Tomé la comunión sin fervor y al recorrer la parentela disfrazado con un saco gris que picaba con el calor, repletos los bolsillos de monedas, comprendí que mi amigo tenía razón. Nuestra religión era buenísima; te dejaba una renta sin hacer nada. Ahora era libre: nunca más andaría en esos pasillos plagados de imágenes monstruosas del pecado con demonios obscenos pinchando con tridentes los trastes de los santos y aguantando a esos curitas sin oficio que te retaban pero no sabían ni pegarle de punta. Absorbido por la pasión futbolera imaginé un picado de católicos versus judíos; el que perdiera descrucificaba al Nazareno y de paso le daba una mano de pintura al madero de la nave principal. ¿Y que ganaban los judíos en la lidia?, me dije. Ya sé, me respondí: me hago del cuadro de ellos si ganan, pero primero le tienen que subir el sueldo a mi mamá. Y así transcurrían mis días bajo el cielo admonitorio y práctico del catolicismo. Me fui del club avergonzado por tanta sangre derramada, pero al otro no lo comprendía intuyendo que portaba una barbarie parecida. Ellos, los judíos, eran los contrarios, pero mi equipo era impresentable. No creí perder cuando abandoné el traje de impostor: ya no sentía nada por nada sobrenatural y la cuestión judía me apareció más clara cuando accedí a algunas lecturas políticas sobre las barbaries sobre ellos derramadas y las que luego volcaron sobre los demás. El judaísmo y el catolicismo cabeza a cabeza en la tabla, mientras que abajo estaban los cuadritos sin figuras emblemáticas y que jamás saldrían campeones de nada, con sus iglesias donde tocaban panderetas y sus rubios foráneos en bicicletas. Y lo peor es que nadie, ni aun los clubes chicos, se iban al descenso.

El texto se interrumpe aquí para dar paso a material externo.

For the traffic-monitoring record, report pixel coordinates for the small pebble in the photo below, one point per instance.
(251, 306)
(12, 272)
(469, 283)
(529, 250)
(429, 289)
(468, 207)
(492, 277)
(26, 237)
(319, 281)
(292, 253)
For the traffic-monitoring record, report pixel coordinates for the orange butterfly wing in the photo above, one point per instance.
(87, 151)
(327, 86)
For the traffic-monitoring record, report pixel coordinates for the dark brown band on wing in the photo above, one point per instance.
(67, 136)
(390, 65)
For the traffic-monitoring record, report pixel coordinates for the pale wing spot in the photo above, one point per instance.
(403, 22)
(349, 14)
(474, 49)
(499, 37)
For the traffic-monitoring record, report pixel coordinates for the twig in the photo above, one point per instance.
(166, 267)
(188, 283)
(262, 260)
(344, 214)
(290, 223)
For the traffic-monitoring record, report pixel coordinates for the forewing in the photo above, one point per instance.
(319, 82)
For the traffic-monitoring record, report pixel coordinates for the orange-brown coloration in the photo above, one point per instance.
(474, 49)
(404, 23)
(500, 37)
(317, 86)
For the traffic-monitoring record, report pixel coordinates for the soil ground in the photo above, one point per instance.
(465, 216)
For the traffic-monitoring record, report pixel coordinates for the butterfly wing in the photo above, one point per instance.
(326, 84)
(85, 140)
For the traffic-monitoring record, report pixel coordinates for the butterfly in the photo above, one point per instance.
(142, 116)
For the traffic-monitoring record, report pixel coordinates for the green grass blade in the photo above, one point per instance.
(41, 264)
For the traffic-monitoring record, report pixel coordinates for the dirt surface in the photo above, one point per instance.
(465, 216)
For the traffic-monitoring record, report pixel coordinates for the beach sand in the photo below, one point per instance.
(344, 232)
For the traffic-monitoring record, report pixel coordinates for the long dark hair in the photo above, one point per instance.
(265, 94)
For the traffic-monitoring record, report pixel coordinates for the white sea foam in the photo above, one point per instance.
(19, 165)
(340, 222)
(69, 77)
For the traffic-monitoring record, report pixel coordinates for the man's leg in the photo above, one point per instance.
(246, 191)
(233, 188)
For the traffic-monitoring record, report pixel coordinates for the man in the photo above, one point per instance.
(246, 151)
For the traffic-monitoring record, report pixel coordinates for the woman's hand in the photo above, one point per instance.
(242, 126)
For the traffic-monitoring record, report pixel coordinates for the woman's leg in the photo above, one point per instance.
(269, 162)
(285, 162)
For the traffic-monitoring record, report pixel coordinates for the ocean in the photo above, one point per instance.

Toda la literatura religiosa estaba plagada de carnicerías, paranoia, hermetismo y conspiración. El verdadero amor, el amor infinito vivía en otros libros, más heréticos pero más humanos. Estaba en otro lado, en la música, en las ideas, en el fin de la esclavitud de bolsillo y de alma. Estaba en el aire, no en sus templos. Estaba en mí, que ahora había alcanzado un dios cotidiano y propio, sin tierra prometida ni ruega por nosotros pecadores. Movía montañas y era capaz de andar por el desierto para llegar a mi felicidad. El más allá en el más acá. No es fácil: es sacrificado no anestesiarse con dardos divinos ni salvaciones a medida. Si quieren de mí un creyente o un converso o lo que fuera, sólo deben demostrarme que están a la altura del Dios que dicen defender. Aún sigo esperando.

1 comentario:

  1. Sencillamente excelente, Adrián. Tenés un estilo muy particular (no digo nada nuevo, ¿no?) coloquial, que te lleva a leer con ganas... Gracias por tus textos, todos, pero este me gustó especialmente.